POSH Act Compliance — The 10-Employee Trigger Every Founder Must Know
Quick Summary
The moment your startup reaches 10 or more employees (including contractors, interns, and part-timers), you are legally mandated to comply with the Sexual Harassment of Women at Workplace (Prevention, Prohibition and Redressal) Act, 2013 — known as the POSH Act. Non-compliance carries a penalty of ₹50,000, escalating to cancellation of business licence. This article shows exactly what you must do.
The Legal Breakdown / Why It Matters
POSH Act, 2013: A central legislation enacted to prevent and redress sexual harassment of women at the workplace. It applies to every workplace in India — corporate, NGO, household, public, private — regardless of sector.
Section 4 of the POSH Act: Every employer with 10 or more employees must constitute an Internal Complaints Committee (ICC) at every office or branch.
What Counts as an "Employee" Under POSH
The POSH definition is deliberately broad and includes: Full-time employees, Part-time employees, Contract workers, Daily wage workers, Probationers, Trainees, Interns, and Consultants (if regular).
This means a startup with 5 full-time employees, 3 interns, and 2 consultants already crosses the 10-employee threshold.
Mandatory Compliance Requirements
| Requirement | Statutory Basis | Trigger |
|---|---|---|
| Draft a POSH Policy | Section 19(b), POSH Act | Day 1 of crossing 10 employees |
| Constitute an ICC | Section 4, POSH Act | Within 30 days of crossing 10 employees |
| Conduct Annual POSH Training | Section 19(c), POSH Act | At least once per year |
| Display POSH Policy at workplace | Section 19(b), POSH Act | Permanent — at office + on intranet |
| File Annual Report with District Officer | Section 21, POSH Act | By 31st January each year |
| Include POSH status in Board Report | Companies (Accounts) Rules, 2014 | Annual filing |
ICC Composition — The 4 Mandatory Members
Under Section 4(2) of the POSH Act, the ICC must have:
- Presiding Officer: A senior woman employee.
- At least 2 Internal Members: From among employees, preferably committed to women's causes or with legal/social work experience.

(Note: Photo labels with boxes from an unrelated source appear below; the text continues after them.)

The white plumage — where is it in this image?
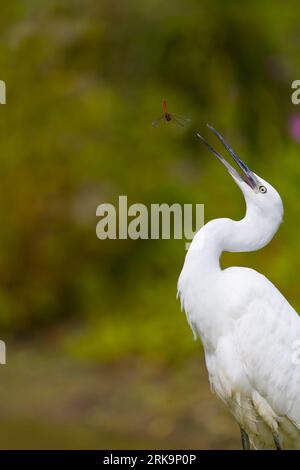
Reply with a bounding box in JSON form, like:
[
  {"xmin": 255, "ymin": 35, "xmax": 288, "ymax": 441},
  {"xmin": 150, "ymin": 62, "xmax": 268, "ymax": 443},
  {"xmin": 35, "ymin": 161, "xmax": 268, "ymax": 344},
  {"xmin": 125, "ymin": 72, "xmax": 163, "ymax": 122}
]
[{"xmin": 178, "ymin": 127, "xmax": 300, "ymax": 449}]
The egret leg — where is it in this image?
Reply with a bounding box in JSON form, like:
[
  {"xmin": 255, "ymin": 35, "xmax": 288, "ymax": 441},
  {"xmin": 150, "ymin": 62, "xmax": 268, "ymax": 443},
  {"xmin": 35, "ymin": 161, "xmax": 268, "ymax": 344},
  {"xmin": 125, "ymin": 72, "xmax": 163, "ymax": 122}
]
[
  {"xmin": 273, "ymin": 433, "xmax": 283, "ymax": 450},
  {"xmin": 240, "ymin": 427, "xmax": 250, "ymax": 450}
]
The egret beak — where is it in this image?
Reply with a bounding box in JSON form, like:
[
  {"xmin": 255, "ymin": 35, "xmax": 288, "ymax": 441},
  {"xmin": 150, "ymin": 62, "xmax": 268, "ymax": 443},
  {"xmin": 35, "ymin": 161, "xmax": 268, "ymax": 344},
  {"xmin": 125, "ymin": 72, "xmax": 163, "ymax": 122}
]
[{"xmin": 197, "ymin": 124, "xmax": 259, "ymax": 192}]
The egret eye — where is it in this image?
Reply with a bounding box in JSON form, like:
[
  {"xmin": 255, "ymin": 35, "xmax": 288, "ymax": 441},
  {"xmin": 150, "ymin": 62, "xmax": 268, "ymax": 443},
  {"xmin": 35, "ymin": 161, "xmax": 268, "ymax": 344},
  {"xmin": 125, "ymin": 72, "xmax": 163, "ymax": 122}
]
[{"xmin": 258, "ymin": 186, "xmax": 267, "ymax": 194}]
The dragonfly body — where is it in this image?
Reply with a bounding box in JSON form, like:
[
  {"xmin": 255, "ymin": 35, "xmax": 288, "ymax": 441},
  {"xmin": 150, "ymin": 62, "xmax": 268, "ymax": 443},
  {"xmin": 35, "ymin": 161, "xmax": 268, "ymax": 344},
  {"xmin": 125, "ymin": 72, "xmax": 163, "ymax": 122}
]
[{"xmin": 152, "ymin": 100, "xmax": 189, "ymax": 127}]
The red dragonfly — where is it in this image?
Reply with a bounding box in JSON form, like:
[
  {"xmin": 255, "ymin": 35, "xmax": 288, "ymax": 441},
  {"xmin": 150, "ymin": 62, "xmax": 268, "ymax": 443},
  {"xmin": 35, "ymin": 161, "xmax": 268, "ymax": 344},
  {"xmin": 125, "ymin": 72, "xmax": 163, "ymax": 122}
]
[{"xmin": 152, "ymin": 100, "xmax": 190, "ymax": 127}]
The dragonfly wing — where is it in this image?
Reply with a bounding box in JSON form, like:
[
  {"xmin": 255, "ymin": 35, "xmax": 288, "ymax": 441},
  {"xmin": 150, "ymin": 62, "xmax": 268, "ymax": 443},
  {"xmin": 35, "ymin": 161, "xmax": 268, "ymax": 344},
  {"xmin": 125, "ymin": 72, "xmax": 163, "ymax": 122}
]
[{"xmin": 152, "ymin": 116, "xmax": 165, "ymax": 127}]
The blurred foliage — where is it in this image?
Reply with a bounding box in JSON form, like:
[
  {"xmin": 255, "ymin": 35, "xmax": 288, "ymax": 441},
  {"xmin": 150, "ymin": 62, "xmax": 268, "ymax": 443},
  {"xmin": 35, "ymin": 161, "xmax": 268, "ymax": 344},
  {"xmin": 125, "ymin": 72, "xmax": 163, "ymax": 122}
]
[{"xmin": 0, "ymin": 0, "xmax": 300, "ymax": 363}]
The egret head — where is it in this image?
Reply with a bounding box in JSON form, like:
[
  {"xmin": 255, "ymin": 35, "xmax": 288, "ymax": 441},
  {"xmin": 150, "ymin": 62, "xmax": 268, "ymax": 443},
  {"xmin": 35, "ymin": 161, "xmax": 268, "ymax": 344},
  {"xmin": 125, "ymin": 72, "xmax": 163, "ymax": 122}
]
[{"xmin": 197, "ymin": 124, "xmax": 283, "ymax": 225}]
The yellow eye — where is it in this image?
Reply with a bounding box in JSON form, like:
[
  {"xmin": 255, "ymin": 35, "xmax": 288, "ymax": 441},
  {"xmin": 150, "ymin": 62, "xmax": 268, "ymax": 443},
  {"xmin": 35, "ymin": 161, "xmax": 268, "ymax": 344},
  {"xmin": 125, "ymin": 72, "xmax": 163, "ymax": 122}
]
[{"xmin": 258, "ymin": 186, "xmax": 267, "ymax": 194}]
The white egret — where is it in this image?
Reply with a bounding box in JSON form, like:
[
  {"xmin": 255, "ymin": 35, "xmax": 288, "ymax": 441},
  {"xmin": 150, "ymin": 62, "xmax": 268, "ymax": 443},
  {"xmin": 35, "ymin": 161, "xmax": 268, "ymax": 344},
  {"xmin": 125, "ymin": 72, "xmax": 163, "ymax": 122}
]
[{"xmin": 178, "ymin": 126, "xmax": 300, "ymax": 449}]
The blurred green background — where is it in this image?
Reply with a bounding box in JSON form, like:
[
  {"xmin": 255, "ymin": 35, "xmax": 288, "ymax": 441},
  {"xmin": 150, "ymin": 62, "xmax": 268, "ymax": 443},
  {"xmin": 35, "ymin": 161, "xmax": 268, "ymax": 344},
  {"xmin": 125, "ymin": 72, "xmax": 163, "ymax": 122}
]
[{"xmin": 0, "ymin": 0, "xmax": 300, "ymax": 448}]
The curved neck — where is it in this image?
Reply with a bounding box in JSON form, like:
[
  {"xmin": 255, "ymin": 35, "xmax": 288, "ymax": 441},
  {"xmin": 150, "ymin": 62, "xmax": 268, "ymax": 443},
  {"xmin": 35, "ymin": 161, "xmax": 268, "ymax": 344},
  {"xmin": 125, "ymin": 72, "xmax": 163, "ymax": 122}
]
[{"xmin": 187, "ymin": 205, "xmax": 281, "ymax": 270}]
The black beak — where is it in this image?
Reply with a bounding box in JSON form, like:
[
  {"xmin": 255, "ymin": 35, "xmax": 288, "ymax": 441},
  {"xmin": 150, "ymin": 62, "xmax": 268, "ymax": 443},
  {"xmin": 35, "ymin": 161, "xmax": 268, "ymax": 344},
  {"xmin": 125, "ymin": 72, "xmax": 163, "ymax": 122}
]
[{"xmin": 197, "ymin": 124, "xmax": 259, "ymax": 191}]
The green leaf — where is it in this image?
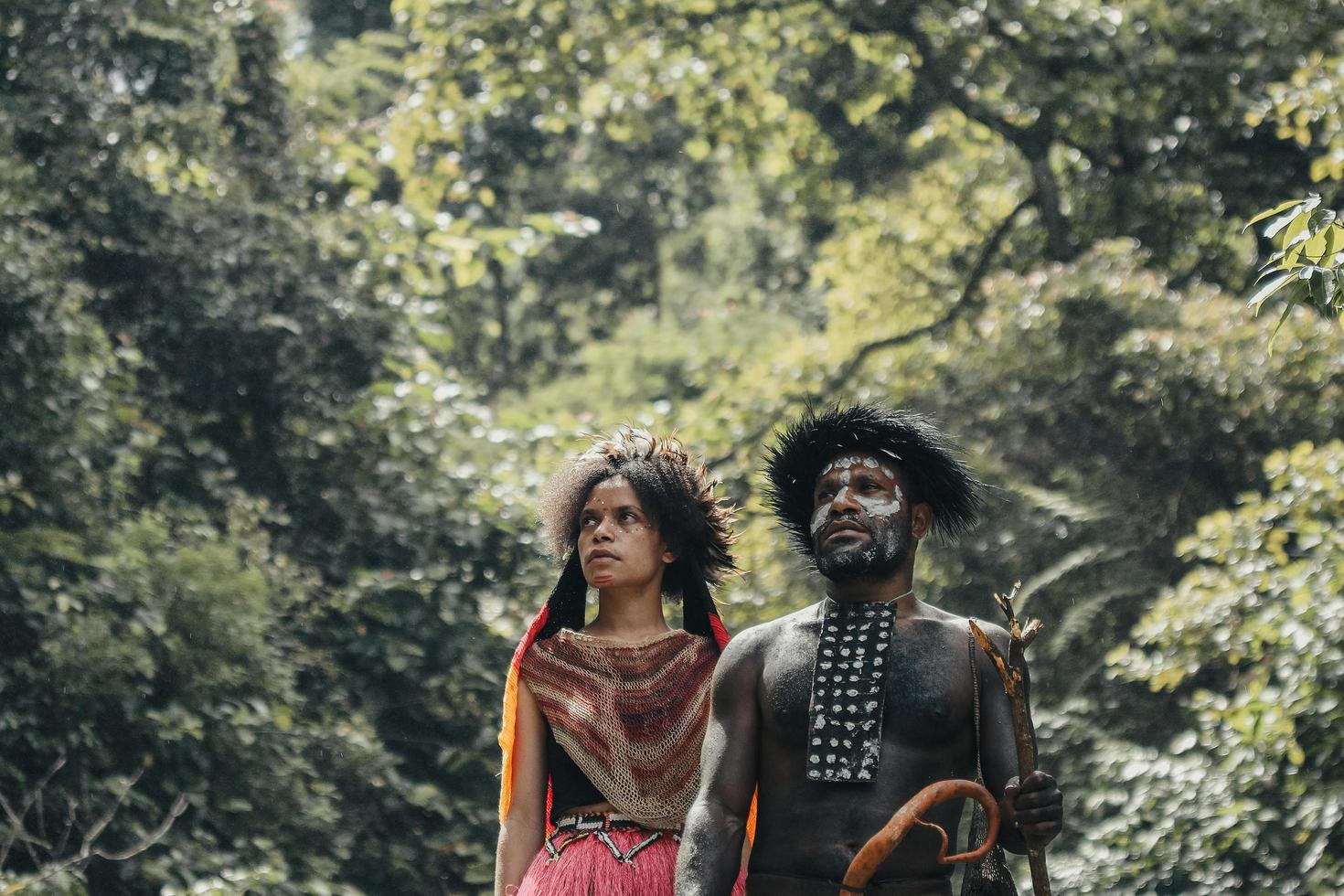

- One External Member: From an NGO/association working on women's rights. This is mandatory and non-negotiable.
- At least 50% of ICC members must be women. Appointed for a 3-year term.
Penalties for Non-Compliance
| Default | Penalty (Section 26) |
|---|---|
| Failure to constitute ICC | ₹50,000 fine |
| Repeat offence | Double penalty + cancellation of licence |
| Failure to file Annual Report / display policy | ₹50,000 fine |
How to Do It on Founding Legals
- Step 1: Go to Team → Compliance Center → POSH. The dashboard counts headcount and flashes a red alert when you cross 10.
- Step 2: Click "Generate POSH Policy". The platform creates a 14-page POSH Policy customized to your industry.
- Step 3: Use the ICC Builder to constitute your committee, generate letters, and connect with empanelled NGO professionals at fixed rates (₹15,000–₹30,000/year).
- Step 4: Roll out the POSH Training Module to all employees — a recorded course with quiz, auto-issuing completion certificates.
- Step 5: On 1st January, the platform auto-prompts the ICC to file the Annual Report to the District Officer before the 31st January deadline.
A common mistake: founders constitute an ICC with 3 internal employees and skip the External Member. An ICC without an external NGO/expert member is deemed invalid, every inquiry it conducts can be set aside on appeal, and the company is treated as having no ICC at all under Section 26. Always include the external member.
Even if you have 5 employees today, draft the POSH Policy now. It establishes a written workplace standard, is auto-included in agreements, and demonstrates good governance during investor diligence — which Indian VCs increasingly evaluate. POSH compliance is now a standard CP in Series A term sheets.